GM Partners With OneD In The Quest For Lighter, More Efficient Batteries

by 9SIX
gm partners with oned in the quest for lighter more efficient batteries

General Motors announced today that it will engage in a joint research and development agreement with OneD Battery Sciences. The deal will focus on the potential use of the latter’s silicon nanotechnology in automotive batteries.

OneD’s SINANODE platform adds more silicon onto the anode of a battery by fusing silicon nanowires into EV-grade graphite. That’s because the material can store 10 times more energy than graphite, which will have the effect of increasing the energy density of batteries.

General Motors hopes to apply this technology to its Ultium battery cells to give them longer range and lower their cost. The more energy dense a battery, the smaller and lighter a battery pack can be, allowing longer driving ranges.

GM Ultium battery pack

“GM designed Ultium to be a supremely flexible platform so we can continuously improve our cells as battery technology advances,” said Kent Helfrich, GM chief technology officer, vice president of GM research and development, and president of GM Ventures. “Our collaboration with OneD will focus on efforts to continue advancements in EV range, performance and cost.”

The automaker claims that this is a first-of-its kind collaboration between two American companies.
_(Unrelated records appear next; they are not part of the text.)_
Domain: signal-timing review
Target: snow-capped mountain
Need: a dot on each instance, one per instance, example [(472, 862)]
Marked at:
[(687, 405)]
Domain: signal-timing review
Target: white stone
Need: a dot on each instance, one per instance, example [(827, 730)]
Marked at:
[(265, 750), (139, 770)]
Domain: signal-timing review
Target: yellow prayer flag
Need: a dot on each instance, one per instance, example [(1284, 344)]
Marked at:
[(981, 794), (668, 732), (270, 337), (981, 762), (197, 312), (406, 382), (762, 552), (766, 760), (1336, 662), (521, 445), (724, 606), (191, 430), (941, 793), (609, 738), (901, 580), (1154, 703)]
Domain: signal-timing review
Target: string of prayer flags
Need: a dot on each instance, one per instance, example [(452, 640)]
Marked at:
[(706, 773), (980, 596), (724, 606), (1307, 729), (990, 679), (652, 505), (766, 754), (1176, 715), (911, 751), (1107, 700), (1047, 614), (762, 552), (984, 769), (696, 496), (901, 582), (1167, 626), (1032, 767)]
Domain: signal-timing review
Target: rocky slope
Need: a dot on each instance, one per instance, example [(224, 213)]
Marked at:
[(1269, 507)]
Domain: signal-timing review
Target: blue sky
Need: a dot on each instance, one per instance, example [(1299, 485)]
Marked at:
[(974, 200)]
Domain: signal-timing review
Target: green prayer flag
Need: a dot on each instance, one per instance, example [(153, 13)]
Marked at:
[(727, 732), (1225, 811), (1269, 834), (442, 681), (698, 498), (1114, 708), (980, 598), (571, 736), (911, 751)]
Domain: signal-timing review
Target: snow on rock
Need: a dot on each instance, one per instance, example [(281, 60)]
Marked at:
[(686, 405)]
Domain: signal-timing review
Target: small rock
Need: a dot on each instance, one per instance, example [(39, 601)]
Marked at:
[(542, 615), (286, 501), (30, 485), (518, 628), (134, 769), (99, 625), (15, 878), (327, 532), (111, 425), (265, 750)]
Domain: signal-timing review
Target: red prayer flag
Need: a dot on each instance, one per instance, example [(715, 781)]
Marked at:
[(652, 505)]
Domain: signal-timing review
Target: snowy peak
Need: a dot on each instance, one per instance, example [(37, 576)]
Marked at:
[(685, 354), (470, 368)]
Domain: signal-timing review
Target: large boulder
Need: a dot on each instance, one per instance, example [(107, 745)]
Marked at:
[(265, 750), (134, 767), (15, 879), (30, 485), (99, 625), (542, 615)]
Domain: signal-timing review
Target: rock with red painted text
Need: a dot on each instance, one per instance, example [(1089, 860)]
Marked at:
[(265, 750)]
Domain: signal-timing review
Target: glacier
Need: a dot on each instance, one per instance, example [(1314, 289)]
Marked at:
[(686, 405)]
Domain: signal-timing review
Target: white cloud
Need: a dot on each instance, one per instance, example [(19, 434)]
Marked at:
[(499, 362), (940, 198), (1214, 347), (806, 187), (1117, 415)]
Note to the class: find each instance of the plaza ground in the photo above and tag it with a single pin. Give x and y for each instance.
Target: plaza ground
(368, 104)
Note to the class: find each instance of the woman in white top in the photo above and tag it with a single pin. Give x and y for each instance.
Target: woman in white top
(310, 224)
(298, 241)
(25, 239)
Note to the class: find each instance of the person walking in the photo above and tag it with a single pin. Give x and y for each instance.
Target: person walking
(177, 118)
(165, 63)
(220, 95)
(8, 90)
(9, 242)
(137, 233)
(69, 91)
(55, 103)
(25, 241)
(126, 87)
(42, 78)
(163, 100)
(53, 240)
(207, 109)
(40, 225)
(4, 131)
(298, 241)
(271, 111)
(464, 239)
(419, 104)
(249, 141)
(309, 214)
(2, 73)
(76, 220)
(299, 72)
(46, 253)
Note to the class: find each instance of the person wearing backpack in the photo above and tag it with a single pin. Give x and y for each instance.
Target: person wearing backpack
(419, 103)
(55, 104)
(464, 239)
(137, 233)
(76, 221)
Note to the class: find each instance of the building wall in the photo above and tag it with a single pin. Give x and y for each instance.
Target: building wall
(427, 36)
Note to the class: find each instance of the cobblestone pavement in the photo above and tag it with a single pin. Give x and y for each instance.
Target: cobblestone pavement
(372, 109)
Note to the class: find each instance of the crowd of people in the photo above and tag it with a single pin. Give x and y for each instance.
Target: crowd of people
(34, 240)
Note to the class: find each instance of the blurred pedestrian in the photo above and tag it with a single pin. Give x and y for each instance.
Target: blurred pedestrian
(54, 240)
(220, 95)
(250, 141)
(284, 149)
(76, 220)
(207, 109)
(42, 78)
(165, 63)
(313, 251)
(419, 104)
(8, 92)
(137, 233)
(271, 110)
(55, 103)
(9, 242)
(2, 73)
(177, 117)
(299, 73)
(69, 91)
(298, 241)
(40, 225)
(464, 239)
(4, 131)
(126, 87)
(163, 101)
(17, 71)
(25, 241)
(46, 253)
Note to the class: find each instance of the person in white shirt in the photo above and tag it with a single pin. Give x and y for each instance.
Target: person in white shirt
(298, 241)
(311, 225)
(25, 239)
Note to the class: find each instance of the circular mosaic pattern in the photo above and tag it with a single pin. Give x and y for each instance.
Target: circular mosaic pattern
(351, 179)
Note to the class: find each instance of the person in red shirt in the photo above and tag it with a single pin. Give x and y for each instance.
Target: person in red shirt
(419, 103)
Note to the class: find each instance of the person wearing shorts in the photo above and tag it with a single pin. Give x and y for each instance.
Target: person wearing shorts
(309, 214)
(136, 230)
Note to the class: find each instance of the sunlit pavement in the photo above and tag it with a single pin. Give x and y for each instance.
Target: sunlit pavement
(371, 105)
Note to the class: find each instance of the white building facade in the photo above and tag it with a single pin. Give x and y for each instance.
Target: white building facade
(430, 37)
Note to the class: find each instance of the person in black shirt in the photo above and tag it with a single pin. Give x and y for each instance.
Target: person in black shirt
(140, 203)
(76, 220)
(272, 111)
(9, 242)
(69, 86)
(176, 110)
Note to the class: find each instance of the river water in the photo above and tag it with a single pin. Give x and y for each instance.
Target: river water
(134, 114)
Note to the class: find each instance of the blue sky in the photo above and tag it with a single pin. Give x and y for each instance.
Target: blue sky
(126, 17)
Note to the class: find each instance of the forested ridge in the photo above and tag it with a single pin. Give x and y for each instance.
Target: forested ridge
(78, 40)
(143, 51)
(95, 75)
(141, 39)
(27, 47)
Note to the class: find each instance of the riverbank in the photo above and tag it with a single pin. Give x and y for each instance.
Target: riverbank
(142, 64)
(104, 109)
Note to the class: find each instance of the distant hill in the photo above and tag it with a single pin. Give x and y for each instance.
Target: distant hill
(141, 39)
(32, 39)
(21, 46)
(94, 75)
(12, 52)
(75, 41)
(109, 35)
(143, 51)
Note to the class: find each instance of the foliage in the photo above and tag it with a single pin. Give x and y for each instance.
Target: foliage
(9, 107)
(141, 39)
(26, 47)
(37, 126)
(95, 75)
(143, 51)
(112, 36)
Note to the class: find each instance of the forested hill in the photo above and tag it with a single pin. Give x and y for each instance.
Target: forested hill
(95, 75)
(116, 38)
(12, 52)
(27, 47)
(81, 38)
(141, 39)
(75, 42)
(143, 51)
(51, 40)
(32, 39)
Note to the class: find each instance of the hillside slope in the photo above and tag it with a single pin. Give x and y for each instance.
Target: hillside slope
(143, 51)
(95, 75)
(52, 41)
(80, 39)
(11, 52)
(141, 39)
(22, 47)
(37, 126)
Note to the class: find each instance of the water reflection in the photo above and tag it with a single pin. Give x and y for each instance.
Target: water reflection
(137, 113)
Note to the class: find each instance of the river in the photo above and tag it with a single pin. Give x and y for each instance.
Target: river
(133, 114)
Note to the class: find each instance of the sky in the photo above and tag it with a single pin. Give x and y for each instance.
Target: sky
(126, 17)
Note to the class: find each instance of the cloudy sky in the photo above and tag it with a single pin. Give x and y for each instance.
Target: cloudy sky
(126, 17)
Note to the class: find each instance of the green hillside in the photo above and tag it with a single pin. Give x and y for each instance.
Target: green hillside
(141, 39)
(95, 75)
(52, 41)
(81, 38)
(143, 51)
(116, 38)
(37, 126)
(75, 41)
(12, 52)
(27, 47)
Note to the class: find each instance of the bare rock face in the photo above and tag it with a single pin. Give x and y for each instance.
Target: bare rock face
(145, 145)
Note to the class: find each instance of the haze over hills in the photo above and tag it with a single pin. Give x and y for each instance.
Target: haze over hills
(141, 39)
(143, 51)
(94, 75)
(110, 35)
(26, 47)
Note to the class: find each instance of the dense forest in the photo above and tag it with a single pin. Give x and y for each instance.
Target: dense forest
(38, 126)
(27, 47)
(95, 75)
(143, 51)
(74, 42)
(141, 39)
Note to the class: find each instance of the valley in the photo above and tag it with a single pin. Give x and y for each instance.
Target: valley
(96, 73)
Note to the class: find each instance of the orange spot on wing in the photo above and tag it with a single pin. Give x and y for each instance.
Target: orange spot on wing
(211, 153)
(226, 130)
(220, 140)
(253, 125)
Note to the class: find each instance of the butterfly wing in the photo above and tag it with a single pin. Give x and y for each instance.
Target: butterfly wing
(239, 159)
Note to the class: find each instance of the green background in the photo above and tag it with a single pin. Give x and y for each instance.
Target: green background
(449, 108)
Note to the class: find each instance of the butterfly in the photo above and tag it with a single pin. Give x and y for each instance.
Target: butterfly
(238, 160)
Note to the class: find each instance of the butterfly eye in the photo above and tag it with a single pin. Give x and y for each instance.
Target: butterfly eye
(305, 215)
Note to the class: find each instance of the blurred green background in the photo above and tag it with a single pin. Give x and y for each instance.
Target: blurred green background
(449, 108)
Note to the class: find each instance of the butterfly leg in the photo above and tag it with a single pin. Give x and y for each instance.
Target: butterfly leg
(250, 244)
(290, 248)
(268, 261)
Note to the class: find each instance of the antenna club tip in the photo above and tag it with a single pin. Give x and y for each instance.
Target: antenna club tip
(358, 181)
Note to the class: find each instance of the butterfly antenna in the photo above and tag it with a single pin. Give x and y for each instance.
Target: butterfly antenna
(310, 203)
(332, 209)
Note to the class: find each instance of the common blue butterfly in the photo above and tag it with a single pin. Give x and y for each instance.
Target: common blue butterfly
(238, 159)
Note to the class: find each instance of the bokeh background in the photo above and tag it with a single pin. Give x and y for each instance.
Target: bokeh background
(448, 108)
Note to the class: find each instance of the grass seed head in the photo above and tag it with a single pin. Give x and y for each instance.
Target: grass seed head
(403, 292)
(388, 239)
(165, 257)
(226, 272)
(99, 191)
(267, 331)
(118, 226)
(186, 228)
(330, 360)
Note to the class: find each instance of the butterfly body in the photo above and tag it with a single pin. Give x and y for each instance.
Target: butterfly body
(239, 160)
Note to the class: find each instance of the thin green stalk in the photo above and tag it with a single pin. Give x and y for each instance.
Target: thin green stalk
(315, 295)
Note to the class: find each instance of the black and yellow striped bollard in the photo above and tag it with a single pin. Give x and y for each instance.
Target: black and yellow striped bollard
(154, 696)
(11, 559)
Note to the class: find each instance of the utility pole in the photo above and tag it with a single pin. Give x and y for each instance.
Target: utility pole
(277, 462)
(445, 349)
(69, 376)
It has chosen OneD to be its partner because of its 15 years of experience and 240 granted patents.

“From day one, OneD has aimed to simplify silicon as the means to a completely new era of EVs. We believe that the winners of the EV race will be those who can effectively add more silicon to the battery cell, in a way that doesn’t disrupt existing supply chains and processes,” said Vincent Pluvinage, CEO, OneD Battery Sciences. “We’re thrilled to collaborate with General Motors on our shared goal of accelerating mass EV adoption.”

In addition to this research partnership, GM also participated in OneD’s Series C funding round, which recently closed at $25 million. The companies have not set out a timeline for when SINANODE technology could find its way into GM vehicles.